La historia de toda vida es una sucesión de imágenes inconexas en un
caleidoscopio a las que sólo la muerte puede poner fin, parece repetir todo el
tiempo el narrador de la novela. Harry, por ejemplo, debe hacer grandes
esfuerzos para remontarse a los días en que él y Janice se enamoraron - ¡Qué
extraña suena esa expresión, ahora que su mujer dice odiarlo ante el tamaño de
la afrenta recibida!- Afrenta, dijo,
como si los seres vivos no
llevaran años apareándose en respuesta a
un mandato de la vida.
Pero bueno, sí, el recuerdo dice que un día Janice y él se enamoraron, que
más tarde tuvieron dos hijos: Nelson, que los hizo padecer lo suyo con sus robos
continuos en el negocio familiar- la concesionaria de Toyota heredada del viejo
Springer, su suegro, que le echó una mano cuando perdió su empleo en la
imprenta y lo encausó por el camino de la riqueza- y Becky, la pequeña que
murió ahogada en la bañera, y los dejó cociéndose en un fuego eterno de acusaciones
y remordimientos.
En la radio la voz ebria de Sinatra canta que siempre seremos Extraños en la noche y lo devuelve de
golpe al momento en que Janice abandonó la casa para irse a vivir una aventura sexual
con el griego Charlie Stavros, para entonces
hombre de confianza del viejo Springer. En una especie de retorcida
compensación, Conejo llevó a vivir a
la casa a Jill, una hippy adolescente,
y a Skeeter, un negro adicto a las sensaciones fuertes y comprometido en las
luchas por los derechos civiles.
Para adquirir algo de consistencia, toda vida necesita de un tiempo y de un espacio que la hagan creíble. Asideros, les
dicen. Como esos mojones con que los
viajeros se orientan en el camino. En las
novelas de Updike esos mojones se materializan en forma de símbolos culturales.
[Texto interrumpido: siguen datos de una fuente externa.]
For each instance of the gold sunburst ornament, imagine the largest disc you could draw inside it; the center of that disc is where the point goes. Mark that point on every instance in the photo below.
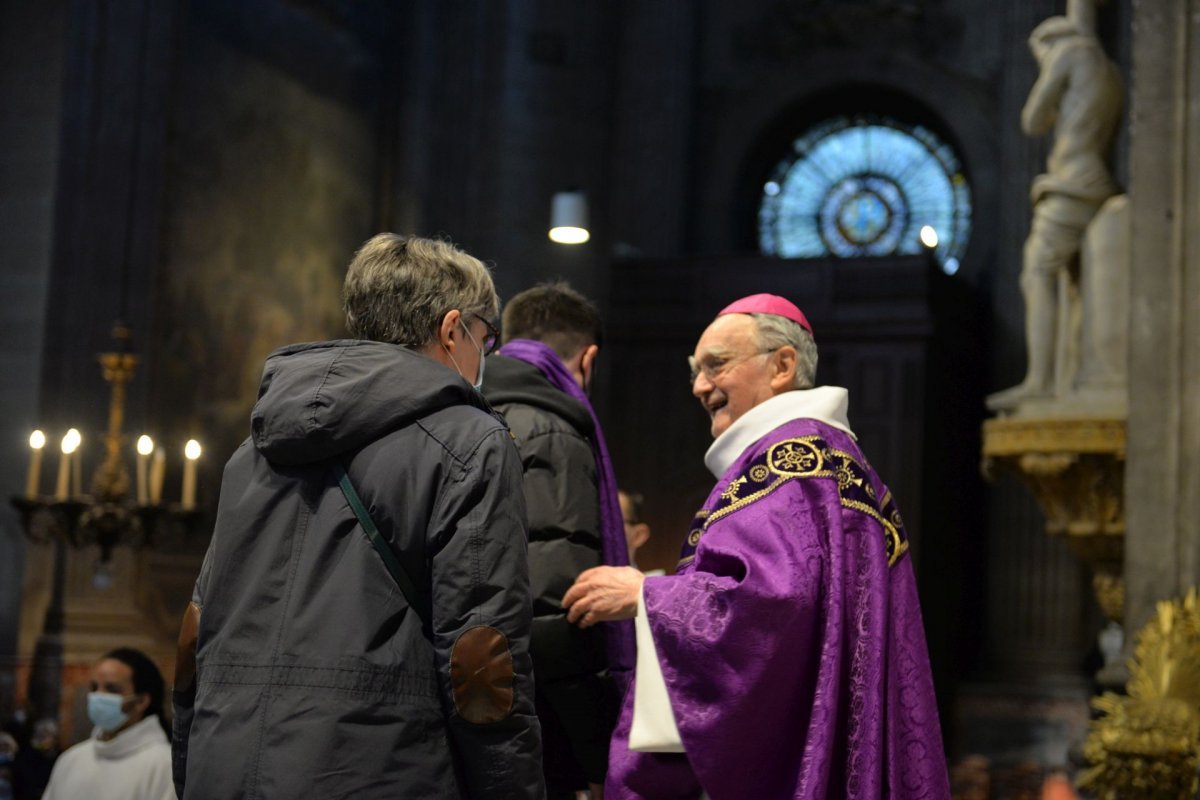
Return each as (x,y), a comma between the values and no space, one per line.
(1147,745)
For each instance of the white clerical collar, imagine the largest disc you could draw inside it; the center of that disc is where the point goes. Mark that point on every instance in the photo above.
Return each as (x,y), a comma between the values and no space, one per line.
(826,404)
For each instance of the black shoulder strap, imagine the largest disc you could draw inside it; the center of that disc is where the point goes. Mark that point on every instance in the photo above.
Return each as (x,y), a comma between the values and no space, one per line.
(389,557)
La música es uno de ellos: los crooners y las cantantes negras para Conejo, el rock para su hijo Nelson y el
disco en los setentas, con la lujuria electrónica de Donna Summer. En el cine
asistimos en compañía de la familia a una función de 2001, Odisea del espacio, de Stanley Kubrick, éxito de cartelera en
1969, el mismo año de Woodstock, de la llegada a la luna- una promesa echada a perder dos décadas después con
el desastre de la nave Challenger. Para no perder la órbita, en los setenta
tendríamos a E.T y en los ochenta La Sociedad de los poetas muertos, a
Reagan, a Thatcher y unas cuantas de esas invasiones y guerras con que los
Estados Unidos y sus amigos suelen animar la movida mundial.
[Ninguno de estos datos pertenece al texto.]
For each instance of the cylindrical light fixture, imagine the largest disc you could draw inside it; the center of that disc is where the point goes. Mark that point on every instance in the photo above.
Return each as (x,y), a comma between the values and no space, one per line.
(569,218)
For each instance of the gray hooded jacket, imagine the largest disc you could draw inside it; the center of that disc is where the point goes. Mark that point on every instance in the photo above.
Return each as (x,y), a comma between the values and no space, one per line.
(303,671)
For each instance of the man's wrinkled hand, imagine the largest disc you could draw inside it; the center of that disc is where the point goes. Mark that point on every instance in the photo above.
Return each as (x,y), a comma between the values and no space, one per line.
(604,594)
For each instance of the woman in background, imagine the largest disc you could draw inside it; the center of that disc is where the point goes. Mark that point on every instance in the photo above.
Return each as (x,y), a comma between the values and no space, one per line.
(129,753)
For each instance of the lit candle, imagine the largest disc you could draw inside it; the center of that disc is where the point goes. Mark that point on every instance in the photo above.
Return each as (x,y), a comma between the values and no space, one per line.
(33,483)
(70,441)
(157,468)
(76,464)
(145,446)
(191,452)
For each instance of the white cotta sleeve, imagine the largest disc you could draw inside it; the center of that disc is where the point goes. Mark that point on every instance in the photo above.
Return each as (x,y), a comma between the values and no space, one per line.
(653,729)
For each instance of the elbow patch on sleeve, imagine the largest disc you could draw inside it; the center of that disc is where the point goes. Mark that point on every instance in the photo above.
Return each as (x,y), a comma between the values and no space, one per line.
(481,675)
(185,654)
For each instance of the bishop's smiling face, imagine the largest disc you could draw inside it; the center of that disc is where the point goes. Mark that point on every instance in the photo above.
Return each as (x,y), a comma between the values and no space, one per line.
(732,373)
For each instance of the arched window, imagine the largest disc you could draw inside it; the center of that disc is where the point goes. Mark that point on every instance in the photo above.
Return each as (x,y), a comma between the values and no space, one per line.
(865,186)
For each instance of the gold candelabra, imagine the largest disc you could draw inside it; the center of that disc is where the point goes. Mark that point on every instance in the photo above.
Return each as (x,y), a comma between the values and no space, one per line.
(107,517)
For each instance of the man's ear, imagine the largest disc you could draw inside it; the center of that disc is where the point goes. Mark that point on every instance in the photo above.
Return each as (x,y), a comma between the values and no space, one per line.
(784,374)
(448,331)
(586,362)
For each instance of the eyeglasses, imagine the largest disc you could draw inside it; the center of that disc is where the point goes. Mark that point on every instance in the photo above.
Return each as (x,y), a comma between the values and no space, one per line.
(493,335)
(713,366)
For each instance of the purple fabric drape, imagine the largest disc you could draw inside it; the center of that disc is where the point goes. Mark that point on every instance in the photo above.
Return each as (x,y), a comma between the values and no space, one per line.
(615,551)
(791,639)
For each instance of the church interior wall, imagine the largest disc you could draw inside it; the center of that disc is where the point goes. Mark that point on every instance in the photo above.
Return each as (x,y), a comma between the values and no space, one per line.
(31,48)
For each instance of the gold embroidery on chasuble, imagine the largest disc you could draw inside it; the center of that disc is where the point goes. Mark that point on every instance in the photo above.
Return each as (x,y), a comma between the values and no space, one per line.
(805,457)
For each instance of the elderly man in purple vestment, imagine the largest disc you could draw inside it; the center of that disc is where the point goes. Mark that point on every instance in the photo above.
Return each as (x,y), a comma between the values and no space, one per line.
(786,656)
En esa medida, Updike, igual que Pynchon, D.F. Wallace o Franzen , es un
testigo feroz. Para ellos, el dinero es la sangre que fluye por las
escleróticas arterias de un mundo agotado.
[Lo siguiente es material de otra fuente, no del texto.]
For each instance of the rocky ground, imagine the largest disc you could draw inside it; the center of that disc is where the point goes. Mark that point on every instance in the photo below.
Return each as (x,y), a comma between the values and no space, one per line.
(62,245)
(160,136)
Si dejara de circular todo
desaparecería como activado por un encantamiento, empezando por la orgullosa
civilización humana. Por eso, la sociedad debe estimular el consumo y el
derroche en un incesante movimiento de sístole y diástole: anuncios
publicitarios en las calles, en las fachadas, en las autopistas, en los
moteles, en los estadios, en la televisión, en las revistas, en la radio, en
las iglesias neocristianas y en cuanto sitio resulte disponible. La consigna es
una sola: atragántate hasta que se te obstruya el culo, después ya veremos… si
hay después.
La consecuencia más visible de todo eso es un permanente estado de
crispación. La sensación de haberse quedado atrás. El pensador Herbert Marcurse
llamó a eso La carrera de ratas.
Siempre hay alguien a quien podemos sobrepasar y siempre hay alguien detrás
pisándonos los talones. A esas alturas la única válvula de escape es una
combinación de sexo, drogas y entretenimiento. Por eso el rugido de la masa en
los estadios se parece tanto al gemido
de la bestia en la cama. En realidad hay bien poco de placer en todo eso. Es
más bien un llamado de auxilio a una divinidad que hace rato volvió la vista a
otro lado.
Porque para escritores como ellos y otros de su generación la esperanza es
algo vedado. El sueño americano hace tiempo devino pesadilla. Corea, Vietnam, Cuba, Irán, Irak, Chile son
apenas algunos de los puntos en el cada vez más encogido mapa de la tierra a
los que su país ha llevado la devastación. Juegos de la geopolítica, le llaman
a eso.
La expresión interna de ese universo de pesadilla es el Sida, el crack, la
violencia en las calles, los barrios a los que no se puede entrar, como si se
tratara de otro país. Conejo, su
familia y el resto de la población se mueven con un andar de sonámbulos que
sólo parece encontrar algo de paz cuando se sientan frente a la pantalla de televisor… donde asisten al desfile de guerras, drogas, delirios sexuales, intrigas y crímenes, pero
esta vez sumergidos en una burbuja que parece volverlos inofensivos.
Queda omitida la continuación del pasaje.